There's a common take floating around that software built with the help of an LLM is slop by default. And honestly, I'm not here to argue with that. Most of the time, it's true. The majority of AI-assisted code out there is rushed, misunderstood, and brittle. But here's what I want to push back on: that outcome isn't inevitable. It's a choice. It's the result of how you work, not the tools you use.

The difference between slop and something you're actually proud of comes down to one thing: discipline.

Read First. Build Second.

Before you touch a single prompt, you need to understand the codebase you're working in. Not a surface-level skim, but a real, thorough read. What patterns are already established? What conventions does this project follow? What are the existing dependencies, the data flow, the edge cases that have already been handled?

The most dangerous move you can make is asking an LLM to solve a problem you don't fully understand yet. You'll get code that looks right, compiles, maybe even passes a quick smoke test, and it'll be completely wrong for your situation. The model doesn't know your codebase. You do. Or you should. If you don't, that's step one.

Plan exhaustively. Ask clarifying questions of yourself before you ever open a chat window. The time you spend understanding the problem space is not wasted time. It's the foundation everything else gets built on.

TDD Is Non-Negotiable

If you're pairing with an LLM and you're not writing tests, you're flying blind. Test-driven development is a living technical document of how your application actually works, not just a safety net for future refactors. It captures intent. It captures behavior. It gives you something concrete to reason against when the generated code doesn't do what you thought it would.

Write the test first. Watch it fail. Then let the model help you make it pass. That process forces you to articulate what you actually need, and it gives you immediate, objective feedback on whether what you got is right.

Small, focused tests. Clear assertions. Coverage that grows incrementally as the feature does. This is how you stay sane when you're moving fast, and it's how you build something you can hand off without a six-hour knowledge transfer.

Slow Down. Seriously.

There's this idea that AI means ludicrous speed. That everything happens in an instant and you can ship in hours what used to take weeks. And sure, in some contexts that's real. But it comes with a cost that most people aren't accounting for.

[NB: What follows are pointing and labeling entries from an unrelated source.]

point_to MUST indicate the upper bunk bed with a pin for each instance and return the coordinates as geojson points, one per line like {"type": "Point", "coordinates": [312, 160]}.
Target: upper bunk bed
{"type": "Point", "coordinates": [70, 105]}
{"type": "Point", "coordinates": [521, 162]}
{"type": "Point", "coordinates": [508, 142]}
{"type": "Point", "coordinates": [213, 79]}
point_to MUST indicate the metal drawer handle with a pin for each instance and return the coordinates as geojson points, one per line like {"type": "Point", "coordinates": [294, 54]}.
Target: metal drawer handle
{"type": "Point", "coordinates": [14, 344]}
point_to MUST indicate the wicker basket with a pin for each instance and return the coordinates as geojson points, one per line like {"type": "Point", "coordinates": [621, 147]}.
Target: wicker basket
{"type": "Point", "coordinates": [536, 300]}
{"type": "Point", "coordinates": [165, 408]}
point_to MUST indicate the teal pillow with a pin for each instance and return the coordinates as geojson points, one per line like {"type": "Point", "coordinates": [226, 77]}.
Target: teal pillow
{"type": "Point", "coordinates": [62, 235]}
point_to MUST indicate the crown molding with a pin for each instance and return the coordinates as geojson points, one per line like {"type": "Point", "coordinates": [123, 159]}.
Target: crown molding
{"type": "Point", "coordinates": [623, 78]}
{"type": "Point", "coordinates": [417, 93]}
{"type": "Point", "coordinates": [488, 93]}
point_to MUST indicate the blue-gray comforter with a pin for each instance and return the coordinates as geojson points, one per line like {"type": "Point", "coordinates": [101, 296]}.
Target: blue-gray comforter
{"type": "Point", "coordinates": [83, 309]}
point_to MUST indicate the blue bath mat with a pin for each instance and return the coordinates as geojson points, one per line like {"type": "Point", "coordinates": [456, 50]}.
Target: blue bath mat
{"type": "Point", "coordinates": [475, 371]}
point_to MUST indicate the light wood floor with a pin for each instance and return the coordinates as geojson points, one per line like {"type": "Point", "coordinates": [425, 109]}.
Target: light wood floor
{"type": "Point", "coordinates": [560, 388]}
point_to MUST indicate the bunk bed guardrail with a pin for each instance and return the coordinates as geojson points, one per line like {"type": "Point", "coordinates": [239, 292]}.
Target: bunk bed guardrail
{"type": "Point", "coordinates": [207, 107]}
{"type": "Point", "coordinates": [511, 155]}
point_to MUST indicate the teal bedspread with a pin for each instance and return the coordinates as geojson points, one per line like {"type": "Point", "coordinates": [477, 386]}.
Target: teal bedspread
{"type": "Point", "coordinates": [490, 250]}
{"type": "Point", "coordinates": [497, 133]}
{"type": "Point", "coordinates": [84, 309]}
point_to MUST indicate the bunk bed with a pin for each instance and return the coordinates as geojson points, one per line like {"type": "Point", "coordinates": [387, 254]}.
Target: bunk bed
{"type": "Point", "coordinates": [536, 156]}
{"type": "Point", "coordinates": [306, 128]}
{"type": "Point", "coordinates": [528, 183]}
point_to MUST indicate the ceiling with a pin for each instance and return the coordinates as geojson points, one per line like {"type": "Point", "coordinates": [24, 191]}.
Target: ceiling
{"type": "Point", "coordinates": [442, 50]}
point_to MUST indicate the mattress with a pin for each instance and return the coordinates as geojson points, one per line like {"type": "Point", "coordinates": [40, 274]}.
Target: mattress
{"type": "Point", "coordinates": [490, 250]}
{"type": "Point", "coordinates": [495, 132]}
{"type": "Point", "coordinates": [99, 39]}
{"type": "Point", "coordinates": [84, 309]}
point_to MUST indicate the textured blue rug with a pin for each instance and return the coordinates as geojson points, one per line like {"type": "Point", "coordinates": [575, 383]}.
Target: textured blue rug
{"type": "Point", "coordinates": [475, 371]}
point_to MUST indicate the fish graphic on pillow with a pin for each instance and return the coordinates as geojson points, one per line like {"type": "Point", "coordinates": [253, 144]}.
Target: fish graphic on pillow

Speed and slop have a very strong correlation. The faster you move, the less you understand what's actually happening. The less you understand, the more fragile the thing you're building becomes. Technical debt accrues silently, and then one day it all comes due at once.

Work in smaller batches. Solve one thing at a time. Resist the urge to boil the ocean. A well-understood, well-tested, well-reviewed piece of work that took twice as long is worth ten times more than a sprawling feature that kind of works until it doesn't.

Slowing down isn't a weakness. It's the discipline that separates good engineers from people who ship broken things quickly.

You Are Still the Developer

This is the one that matters most. The generated code is not your code until you understand it. Every line. Every function. Every decision that was made in that output.

If something is unclear, ask again. Ask twelve times if you have to. Dig in. Read the docs. Trace the logic. Don't let anything ship through your hands that you can't explain out loud to another engineer. That's not the bar for AI-assisted work, that's the bar for all work.

You are the architect. You are the reviewer. You are the last line of defense between generated code and production. That responsibility doesn't transfer to the model. It never does.

Once you understand the code, look for the smells. The places where something technically works but isn't right. Tight coupling. Vague naming. Logic that's too clever. Refactor it. Push the platform forward. That's your job. That will always be your job.

Your Reputation Is on the Line

At the end of the day, the software you ship says something about you. It's an expression of your values, your craft, your standards. Shipping AI slop, code you don't understand, code you didn't bother to review, erodes the trust of the people around you. The teammates who look to you for technical leadership. The users who depend on the stability of what you build. The people who gave you their trust.

That trust is hard to build and easy to lose. Trust is gained in drops and lost in buckets, as they say.

The tools are good. They're genuinely powerful and they change what's possible. But they don't change what it means to do this work well. Discipline, understanding, patience, craft. Those things still matter. They matter more now, not less, because it's so much easier to skip them.

Don't skip them. Please don't skip them.